Eigentlich ist es die Aufgabe von Spyware-Killern, Schnüffelprogramme auf dem PC zu entlarven und zu beseitigen. Jetzt haben sich einige der vermeintlich nützlichen Tools als besonders hinterlistig herausgestellt: Sie installieren heimlich auf dem Rechner des Anwenders ausgerecht die lästige Werbe-Software, die sie beseitigen sollen.
Gefahren aus dem Cyberspace Adware und Spyware
Undurchsichtige Software
Laut dem US-Onlinemagazin news.com steht neuerdings das Tool "SpyBan" unter schwerem Verdacht. SpyBan ist mindestens 44.000 mal heruntergeladen worden, bevor es der Download-Anbieter download.com aus der Datenbank entfernte, weil der Autor vollständige Angaben über die Bestandteile des Programms verweigerte. Mehrere Hersteller von Spyware-Killern haben inzwischen das Tool als möglichen Verursacher unerwünschter Werbemails identifiziert.
SpyBan schreibt mit
In SpyBan stecke die Schnüffelsoftware "Look2Me". Laut Symantec, Hersteller der Norton-Programmreihe, protokolliere "Look2Me" die vom Anwender besuchten Webseiten und übertrage die Informationen an einen Server - mit dem Ziel, den Surfer mit speziell angepasster Werbung zu überschütten.
Trojanisches Pferd
Roger Karlsson von der schwedischen Firma Kephyr.com, dem Hersteller des Spyware-Killers "Bazooka", ordnet SpyBan als "Trojanisches Pferd" ein. "Es erweckt den Anschein, es schütze Ihre Privatssphäre, in Wirklichkeit tut es aber das Gegenteil - Schnüffelsoftware installieren". Der Autor von SpyBan hat sich inzwischen offenbar aus dem Staub gemacht, die Webseite spyban.net ist nicht mehr erreichbar.

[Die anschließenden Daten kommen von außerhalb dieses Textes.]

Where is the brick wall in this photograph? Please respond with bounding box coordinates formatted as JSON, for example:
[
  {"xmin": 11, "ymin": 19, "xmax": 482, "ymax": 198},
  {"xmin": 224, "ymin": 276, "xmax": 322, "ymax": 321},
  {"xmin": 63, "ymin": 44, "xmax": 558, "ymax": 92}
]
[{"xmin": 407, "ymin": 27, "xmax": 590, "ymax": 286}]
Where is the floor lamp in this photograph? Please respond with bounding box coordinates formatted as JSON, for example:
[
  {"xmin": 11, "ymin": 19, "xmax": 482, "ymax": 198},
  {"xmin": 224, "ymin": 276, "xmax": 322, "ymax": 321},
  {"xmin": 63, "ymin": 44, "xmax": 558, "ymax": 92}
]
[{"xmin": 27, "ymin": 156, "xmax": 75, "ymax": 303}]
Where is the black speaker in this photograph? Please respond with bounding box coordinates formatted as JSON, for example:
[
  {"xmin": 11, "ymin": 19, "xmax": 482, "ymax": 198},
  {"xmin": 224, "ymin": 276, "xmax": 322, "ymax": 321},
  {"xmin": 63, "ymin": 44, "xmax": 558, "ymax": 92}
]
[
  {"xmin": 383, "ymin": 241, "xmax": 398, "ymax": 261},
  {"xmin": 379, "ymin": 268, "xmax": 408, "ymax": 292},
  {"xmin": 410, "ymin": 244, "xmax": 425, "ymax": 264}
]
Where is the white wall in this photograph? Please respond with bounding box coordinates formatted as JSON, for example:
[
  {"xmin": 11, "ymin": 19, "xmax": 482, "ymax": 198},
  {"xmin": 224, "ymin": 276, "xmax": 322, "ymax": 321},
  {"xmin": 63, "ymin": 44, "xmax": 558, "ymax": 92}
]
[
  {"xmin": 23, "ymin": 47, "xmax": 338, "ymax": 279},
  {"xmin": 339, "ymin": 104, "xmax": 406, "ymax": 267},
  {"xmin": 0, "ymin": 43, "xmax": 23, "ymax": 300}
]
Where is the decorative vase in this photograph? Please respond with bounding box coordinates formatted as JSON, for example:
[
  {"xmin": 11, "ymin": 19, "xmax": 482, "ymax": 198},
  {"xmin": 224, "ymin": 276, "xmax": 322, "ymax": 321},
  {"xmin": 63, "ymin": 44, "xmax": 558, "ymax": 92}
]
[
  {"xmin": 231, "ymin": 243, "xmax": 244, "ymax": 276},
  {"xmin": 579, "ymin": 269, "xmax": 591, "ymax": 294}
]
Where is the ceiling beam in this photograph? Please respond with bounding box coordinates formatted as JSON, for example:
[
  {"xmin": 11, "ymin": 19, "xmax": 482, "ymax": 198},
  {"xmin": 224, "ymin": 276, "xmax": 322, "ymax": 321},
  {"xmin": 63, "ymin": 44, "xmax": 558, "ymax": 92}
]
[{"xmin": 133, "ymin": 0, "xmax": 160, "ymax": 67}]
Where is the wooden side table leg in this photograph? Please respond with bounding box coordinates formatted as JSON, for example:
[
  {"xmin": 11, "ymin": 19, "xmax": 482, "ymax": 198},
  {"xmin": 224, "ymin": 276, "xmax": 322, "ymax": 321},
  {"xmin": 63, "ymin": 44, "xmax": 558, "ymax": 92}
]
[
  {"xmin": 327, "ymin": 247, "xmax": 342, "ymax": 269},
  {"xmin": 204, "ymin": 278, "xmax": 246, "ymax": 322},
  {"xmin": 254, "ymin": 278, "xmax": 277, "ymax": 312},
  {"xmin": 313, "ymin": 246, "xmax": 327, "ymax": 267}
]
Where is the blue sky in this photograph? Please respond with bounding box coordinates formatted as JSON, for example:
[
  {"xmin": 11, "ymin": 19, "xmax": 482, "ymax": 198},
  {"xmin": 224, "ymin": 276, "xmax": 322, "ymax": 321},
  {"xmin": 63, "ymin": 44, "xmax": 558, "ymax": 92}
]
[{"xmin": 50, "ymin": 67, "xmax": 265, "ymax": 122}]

Firewall und Virenkiller machtlos
Spyban ist nicht die einzige Falle, in die Anwender tappen können, die ein wirksames Mittel gegen lästige Werbemails suchen. Auch "Virtual Bouncer" täuscht einen Spyware-Killer vor, überträgt aber in Wirklichkeit verschlüsselt User-Daten an den Hersteller. Firewall und Virenkiller helfen nicht weiter, sondern nur echte Spyware-Killer.